Jusqu'ici, l'essentiel de la TP reposait sur la valeur locative des équipements et biens mobiliers des entreprises. La réforme, déjà votée à l'Assemblée nationale, prévoit la suppression à partir du 1er janvier 2010 de cette part, ce qui bénéficiera aux entreprises qui investissent le plus.
La TP serait ainsi remplacée par une contribution économique territoriale (CET) composée d'une part d'une cotisation locale d'activité (CLA) assise sur les bases foncières et, d'autre part, d'une cotisation complémentaire (CC) assise sur la valeur ajoutée.
Lors du vote à l'Assemblée fin octobre, le gouvernement a gagné son bras de fer contre les députés unanimes et a réussi à faire rejeter un amendement UMP qui prévoyait d'élargir le champ de la cotisation complémentaire (CC) à un plus grand nombre d'entreprises. Seules les entreprises à partir de 500 000 euros de chiffres d'affaires seront concernées par la CC.

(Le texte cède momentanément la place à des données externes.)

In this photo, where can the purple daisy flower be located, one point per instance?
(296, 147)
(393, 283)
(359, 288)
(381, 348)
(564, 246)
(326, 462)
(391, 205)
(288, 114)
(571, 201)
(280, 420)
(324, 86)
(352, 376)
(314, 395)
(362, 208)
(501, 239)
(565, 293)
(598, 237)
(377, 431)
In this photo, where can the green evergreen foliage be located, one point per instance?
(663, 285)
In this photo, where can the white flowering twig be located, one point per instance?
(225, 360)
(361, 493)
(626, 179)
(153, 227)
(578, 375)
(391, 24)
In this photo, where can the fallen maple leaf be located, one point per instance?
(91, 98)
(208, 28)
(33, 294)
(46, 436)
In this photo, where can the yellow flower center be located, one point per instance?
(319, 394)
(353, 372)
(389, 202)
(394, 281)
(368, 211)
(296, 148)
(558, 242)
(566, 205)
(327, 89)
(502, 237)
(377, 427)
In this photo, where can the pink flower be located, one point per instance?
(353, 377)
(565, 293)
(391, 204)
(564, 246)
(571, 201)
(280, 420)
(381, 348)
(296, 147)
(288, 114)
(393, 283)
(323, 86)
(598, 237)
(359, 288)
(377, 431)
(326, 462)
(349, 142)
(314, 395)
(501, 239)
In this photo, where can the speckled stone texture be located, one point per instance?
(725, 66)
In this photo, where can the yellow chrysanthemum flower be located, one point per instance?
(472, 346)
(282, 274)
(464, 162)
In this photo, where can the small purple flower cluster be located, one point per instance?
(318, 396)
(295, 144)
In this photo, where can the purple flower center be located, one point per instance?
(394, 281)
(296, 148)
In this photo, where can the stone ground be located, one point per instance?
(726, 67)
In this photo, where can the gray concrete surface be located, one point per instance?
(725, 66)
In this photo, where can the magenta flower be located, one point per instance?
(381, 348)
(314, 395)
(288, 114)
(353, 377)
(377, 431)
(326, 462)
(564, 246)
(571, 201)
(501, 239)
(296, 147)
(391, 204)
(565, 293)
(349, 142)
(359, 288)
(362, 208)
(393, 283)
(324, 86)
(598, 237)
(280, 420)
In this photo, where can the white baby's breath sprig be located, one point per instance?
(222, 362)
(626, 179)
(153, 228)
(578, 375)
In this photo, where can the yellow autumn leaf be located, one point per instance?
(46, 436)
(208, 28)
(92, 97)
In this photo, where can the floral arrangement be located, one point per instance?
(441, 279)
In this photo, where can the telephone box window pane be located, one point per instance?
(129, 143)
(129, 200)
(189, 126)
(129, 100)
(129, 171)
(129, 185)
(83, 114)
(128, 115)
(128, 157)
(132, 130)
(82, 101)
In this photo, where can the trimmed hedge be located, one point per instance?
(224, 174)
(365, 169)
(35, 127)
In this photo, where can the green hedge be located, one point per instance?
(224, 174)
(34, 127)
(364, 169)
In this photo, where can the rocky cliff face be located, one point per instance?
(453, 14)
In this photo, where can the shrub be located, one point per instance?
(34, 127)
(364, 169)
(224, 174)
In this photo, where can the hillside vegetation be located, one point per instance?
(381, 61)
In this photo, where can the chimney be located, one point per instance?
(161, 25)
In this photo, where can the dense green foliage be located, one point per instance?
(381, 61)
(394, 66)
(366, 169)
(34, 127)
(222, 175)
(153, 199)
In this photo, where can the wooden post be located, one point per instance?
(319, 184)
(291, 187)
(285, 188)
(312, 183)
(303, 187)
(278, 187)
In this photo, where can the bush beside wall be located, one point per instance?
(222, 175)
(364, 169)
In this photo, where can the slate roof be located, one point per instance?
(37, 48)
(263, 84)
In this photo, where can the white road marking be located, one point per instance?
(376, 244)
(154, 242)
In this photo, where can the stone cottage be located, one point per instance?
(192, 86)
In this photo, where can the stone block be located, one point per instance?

Les entreprises paient actuellement 26 milliards d'euros de TP, auxquels s'ajoutent 10 milliards de l'Etat, soit 36 milliards d'euros perçus par les collectivités. Avec la réforme, les entreprises ne paieront plus que 18 milliards d'euros : 5,7 de cotisation sur la valeur immobilière, et 11,4 sur la valeur ajoutée (CC).
En 2010, les pertes des collectivités locales seront compensées. A partir de 2011, le texte initial du gouvernement prévoyait que les départements reçoivent 75 % de la CC. Le manque à gagner devrait être compensé par le versement aux collectivités du produit de diverses taxes et par une dotation budgétaire.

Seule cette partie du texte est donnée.